# Prancing



## MikeMartinez10 (Mar 18, 2010)

My 8 month old German Shepherd walks like a horse prancing . I love it because it looks so elegant . Is this normal characteristic for a German Shepherd to have ? anyone's dog do this behavior ?


----------



## ZAYDA (Apr 22, 2010)

The only dogs I ever saw prance were dogs that were very confident and I only have seen 3 or 4.


----------



## Myamom (Oct 10, 2005)

My Ava prances 

(and interestingly...she is sooooo NOT a confident dog)


----------



## ZAYDA (Apr 22, 2010)

Myamom said:


> My Ava prances
> 
> (and interestingly...she is sooooo NOT a confident dog)

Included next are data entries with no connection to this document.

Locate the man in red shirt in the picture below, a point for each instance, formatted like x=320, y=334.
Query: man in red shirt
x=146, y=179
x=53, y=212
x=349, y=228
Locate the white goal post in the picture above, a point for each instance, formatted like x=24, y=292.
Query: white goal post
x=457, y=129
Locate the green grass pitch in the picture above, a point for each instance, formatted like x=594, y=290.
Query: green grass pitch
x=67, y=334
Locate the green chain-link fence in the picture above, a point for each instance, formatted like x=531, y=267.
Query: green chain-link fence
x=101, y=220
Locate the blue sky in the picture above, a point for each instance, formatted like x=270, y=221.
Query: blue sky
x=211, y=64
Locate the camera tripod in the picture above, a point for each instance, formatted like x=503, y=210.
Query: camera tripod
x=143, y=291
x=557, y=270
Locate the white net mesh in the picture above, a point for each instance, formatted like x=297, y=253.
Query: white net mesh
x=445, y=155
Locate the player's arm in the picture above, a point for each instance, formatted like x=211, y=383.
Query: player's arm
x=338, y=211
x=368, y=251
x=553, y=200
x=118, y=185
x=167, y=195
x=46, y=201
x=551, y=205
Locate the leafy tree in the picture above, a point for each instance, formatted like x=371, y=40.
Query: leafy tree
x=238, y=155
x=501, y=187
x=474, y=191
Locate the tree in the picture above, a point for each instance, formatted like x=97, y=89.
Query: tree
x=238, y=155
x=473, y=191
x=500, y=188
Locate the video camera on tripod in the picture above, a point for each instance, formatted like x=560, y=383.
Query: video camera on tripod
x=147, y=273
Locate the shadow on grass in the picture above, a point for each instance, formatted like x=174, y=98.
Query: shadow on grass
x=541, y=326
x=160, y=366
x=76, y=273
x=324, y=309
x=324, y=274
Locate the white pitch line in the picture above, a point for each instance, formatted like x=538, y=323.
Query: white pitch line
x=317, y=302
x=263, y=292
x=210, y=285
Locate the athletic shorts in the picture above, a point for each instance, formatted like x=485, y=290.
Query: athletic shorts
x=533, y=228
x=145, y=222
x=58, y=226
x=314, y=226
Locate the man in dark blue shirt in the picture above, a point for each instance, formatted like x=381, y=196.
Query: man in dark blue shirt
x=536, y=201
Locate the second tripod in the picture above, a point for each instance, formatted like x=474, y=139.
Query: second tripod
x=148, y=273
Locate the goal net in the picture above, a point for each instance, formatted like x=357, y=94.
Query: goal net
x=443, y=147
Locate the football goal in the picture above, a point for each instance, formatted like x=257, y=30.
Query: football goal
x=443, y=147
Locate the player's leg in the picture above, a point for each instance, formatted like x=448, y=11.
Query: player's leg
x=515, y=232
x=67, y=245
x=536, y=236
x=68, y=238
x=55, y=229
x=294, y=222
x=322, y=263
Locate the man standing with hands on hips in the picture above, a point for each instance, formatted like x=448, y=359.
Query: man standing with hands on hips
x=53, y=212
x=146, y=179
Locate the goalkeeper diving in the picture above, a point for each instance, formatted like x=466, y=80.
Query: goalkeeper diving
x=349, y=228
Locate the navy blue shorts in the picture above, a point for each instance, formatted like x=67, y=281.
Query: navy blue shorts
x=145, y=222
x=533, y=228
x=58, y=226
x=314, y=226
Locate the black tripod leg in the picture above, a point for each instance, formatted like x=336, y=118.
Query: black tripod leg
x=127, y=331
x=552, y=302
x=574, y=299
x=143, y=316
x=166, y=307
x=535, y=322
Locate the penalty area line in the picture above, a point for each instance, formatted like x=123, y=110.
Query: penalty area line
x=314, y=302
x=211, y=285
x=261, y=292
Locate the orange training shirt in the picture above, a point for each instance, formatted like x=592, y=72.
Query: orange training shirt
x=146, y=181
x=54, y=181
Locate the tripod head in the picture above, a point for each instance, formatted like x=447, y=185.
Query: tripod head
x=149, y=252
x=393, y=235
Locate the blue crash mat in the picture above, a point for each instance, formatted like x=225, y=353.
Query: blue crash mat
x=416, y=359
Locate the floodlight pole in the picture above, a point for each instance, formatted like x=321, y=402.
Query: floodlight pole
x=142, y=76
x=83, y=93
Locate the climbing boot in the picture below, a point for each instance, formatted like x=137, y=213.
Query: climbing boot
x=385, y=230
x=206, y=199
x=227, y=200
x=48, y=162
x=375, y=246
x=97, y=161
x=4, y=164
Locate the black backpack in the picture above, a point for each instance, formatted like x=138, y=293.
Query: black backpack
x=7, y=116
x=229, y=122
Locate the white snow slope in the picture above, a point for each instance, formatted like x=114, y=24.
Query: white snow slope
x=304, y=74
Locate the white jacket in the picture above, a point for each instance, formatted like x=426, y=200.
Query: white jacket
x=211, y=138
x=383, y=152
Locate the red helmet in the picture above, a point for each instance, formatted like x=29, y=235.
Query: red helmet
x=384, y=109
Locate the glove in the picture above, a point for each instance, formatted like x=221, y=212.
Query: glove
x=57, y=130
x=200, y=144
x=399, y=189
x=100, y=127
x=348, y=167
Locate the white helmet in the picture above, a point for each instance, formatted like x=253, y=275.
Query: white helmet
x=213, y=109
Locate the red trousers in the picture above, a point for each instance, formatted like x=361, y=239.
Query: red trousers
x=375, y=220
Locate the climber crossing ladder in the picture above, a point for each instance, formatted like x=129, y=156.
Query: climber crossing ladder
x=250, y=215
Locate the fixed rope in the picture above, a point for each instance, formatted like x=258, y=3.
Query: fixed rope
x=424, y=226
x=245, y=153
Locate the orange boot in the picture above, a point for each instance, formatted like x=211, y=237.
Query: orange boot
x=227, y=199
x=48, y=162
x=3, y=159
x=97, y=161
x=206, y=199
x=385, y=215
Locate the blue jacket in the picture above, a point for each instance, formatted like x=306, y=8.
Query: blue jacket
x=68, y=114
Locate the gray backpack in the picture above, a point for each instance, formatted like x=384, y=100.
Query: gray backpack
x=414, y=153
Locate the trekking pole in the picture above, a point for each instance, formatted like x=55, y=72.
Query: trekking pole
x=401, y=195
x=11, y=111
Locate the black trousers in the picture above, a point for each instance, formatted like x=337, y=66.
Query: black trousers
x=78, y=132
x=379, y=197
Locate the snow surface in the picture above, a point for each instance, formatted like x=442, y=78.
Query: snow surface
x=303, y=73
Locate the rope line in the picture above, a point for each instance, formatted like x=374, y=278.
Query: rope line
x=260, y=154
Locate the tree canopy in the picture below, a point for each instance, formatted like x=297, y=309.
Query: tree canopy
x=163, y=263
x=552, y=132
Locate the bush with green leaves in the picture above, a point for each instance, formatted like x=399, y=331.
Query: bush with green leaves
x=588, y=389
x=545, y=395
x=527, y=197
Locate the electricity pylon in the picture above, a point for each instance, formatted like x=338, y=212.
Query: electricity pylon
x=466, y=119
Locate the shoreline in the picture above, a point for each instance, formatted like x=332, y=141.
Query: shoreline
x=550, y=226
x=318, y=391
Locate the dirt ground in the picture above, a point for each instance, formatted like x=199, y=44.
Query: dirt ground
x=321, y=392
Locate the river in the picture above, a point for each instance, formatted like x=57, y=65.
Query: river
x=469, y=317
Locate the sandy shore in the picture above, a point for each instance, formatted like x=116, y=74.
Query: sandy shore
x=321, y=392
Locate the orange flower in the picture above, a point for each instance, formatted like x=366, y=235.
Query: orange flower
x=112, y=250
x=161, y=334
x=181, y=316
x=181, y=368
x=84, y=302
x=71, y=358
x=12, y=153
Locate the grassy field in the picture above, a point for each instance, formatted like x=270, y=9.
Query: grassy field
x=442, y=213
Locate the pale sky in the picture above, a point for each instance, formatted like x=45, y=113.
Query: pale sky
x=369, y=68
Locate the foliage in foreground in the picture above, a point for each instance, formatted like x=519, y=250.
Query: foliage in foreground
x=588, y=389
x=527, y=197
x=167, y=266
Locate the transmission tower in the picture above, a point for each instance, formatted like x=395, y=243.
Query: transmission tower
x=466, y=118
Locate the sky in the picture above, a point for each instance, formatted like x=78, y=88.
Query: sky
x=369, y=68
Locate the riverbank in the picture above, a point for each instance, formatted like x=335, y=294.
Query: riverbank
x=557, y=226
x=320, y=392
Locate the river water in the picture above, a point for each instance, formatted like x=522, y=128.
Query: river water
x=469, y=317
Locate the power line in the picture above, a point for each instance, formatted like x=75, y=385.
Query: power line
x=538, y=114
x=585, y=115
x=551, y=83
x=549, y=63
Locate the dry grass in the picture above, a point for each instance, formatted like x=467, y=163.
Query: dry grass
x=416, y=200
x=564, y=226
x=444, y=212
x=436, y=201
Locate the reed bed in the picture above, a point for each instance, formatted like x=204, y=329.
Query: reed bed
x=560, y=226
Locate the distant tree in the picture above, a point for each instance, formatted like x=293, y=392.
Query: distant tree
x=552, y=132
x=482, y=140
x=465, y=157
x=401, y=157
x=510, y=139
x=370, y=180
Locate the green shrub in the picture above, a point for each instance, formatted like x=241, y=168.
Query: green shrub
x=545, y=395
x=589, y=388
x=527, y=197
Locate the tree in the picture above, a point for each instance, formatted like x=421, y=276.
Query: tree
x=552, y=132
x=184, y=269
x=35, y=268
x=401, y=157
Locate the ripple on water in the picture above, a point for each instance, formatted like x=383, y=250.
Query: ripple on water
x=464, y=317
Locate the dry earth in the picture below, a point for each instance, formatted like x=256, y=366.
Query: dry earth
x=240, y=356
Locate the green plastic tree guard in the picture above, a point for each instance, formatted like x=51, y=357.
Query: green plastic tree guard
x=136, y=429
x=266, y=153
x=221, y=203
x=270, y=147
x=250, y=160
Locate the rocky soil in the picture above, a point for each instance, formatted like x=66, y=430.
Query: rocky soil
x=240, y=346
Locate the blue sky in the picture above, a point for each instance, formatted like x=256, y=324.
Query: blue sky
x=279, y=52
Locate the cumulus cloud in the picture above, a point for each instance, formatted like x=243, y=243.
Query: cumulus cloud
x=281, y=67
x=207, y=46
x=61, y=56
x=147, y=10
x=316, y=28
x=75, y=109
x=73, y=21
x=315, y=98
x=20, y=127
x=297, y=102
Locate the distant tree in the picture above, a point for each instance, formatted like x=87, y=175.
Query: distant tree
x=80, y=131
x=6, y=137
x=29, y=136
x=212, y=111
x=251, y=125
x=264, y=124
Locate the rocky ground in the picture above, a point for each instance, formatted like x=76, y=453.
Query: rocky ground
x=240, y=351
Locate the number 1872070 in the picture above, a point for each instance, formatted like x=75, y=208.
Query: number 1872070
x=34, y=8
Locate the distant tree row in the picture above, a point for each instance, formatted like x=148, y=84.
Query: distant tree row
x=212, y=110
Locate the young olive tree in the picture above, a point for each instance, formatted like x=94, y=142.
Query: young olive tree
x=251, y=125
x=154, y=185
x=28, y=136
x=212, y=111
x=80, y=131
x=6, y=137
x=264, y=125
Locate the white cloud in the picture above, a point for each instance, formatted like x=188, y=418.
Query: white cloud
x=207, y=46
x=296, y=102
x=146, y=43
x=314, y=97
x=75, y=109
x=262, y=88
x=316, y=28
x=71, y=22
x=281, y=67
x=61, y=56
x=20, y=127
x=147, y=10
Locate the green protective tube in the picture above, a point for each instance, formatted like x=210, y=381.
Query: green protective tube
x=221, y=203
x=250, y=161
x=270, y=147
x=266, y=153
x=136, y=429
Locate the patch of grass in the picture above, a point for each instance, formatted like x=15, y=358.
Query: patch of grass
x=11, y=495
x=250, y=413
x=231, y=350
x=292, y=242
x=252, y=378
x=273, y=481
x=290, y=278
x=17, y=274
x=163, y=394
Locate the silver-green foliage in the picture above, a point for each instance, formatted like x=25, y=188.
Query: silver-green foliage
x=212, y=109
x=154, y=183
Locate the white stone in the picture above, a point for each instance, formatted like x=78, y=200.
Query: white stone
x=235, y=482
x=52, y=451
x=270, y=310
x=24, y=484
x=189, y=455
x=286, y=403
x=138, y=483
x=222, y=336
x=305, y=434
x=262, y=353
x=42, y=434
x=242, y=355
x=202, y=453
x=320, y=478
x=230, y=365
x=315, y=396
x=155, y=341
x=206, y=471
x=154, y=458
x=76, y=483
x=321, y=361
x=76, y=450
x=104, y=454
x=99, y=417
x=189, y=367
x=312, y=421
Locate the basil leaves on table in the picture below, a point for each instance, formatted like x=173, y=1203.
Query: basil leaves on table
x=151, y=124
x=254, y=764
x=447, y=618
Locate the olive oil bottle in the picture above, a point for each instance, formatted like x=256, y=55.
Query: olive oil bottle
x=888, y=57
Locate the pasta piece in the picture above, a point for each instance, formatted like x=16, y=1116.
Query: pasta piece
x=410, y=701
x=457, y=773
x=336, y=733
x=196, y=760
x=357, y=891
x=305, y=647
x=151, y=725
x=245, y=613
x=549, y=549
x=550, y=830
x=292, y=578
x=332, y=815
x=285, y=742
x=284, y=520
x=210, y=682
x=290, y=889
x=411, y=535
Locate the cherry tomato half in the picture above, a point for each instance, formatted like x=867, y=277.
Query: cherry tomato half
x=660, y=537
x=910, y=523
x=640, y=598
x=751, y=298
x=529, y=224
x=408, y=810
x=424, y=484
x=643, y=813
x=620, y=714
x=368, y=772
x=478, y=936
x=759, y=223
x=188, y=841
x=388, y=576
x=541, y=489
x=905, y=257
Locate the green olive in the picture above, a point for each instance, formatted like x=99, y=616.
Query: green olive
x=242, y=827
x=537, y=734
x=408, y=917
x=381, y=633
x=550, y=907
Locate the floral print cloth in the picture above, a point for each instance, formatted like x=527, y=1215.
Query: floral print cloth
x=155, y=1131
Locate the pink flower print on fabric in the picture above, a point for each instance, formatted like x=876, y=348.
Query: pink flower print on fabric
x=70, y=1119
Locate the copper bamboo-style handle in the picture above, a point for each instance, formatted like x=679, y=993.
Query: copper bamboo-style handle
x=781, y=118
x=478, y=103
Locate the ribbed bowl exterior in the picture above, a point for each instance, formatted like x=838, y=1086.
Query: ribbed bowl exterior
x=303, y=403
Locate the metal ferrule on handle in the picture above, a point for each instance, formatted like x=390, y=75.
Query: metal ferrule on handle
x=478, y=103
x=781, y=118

LOL I guess we can rule that out then..


----------



## Stosh (Jun 26, 2010)

Stosh's best friend Kobe is a black gsd and he prances like a show pony- it's so cute because he's 7 mos old and all legs. Stosh does it when we're playing frisbee


----------



## Emoore (Oct 9, 2002)

Shhh, don't tell anyone, but we call Rocky "Prancy Pants." :help:


----------



## Lucy Dog (Aug 10, 2008)

Yeah... Lucy definitely prances. It looks like she bounces every time she takes a step. It's pretty funny to watch.


----------



## Jax's Mom (Apr 2, 2010)

Jax does it... it looks so cute because he still has big fuzzy paws and tail


----------



## DanielleOttoMom (May 11, 2010)

LOL... I grew up showing horse hunter jumper! Rasied and trained many. I have only one now an Arabian. I tell my husband quite often that Otto trots and canters like a horse. I thought I was the only one that thought this. Its like a floating thing that he does. "Magical"


----------



## Stogey (Jun 29, 2010)

DJ prances when he wants me to try to take his "woobie" from him, his former owner thought "keep away" was a cute game to play with GSD's


----------



## kokoinmich (Jul 15, 2010)

yeah I have to say that my girl is a prancer also.


----------



## AvaLaRue (Apr 4, 2010)

Ava prances. I call her "my lil pony". It's soo cute!


----------



## MikeMartinez10 (Mar 18, 2010)

Its funny cause I have a male pup, almost looks like hes marching ! Anyways, I found it rather amusing .


----------



## Jason L (Mar 20, 2009)

Obie will prance when he sees a dog or a cat on our walks. It's his way of saying: "Look at me! Look at me!"

Ike prances when he heels.


----------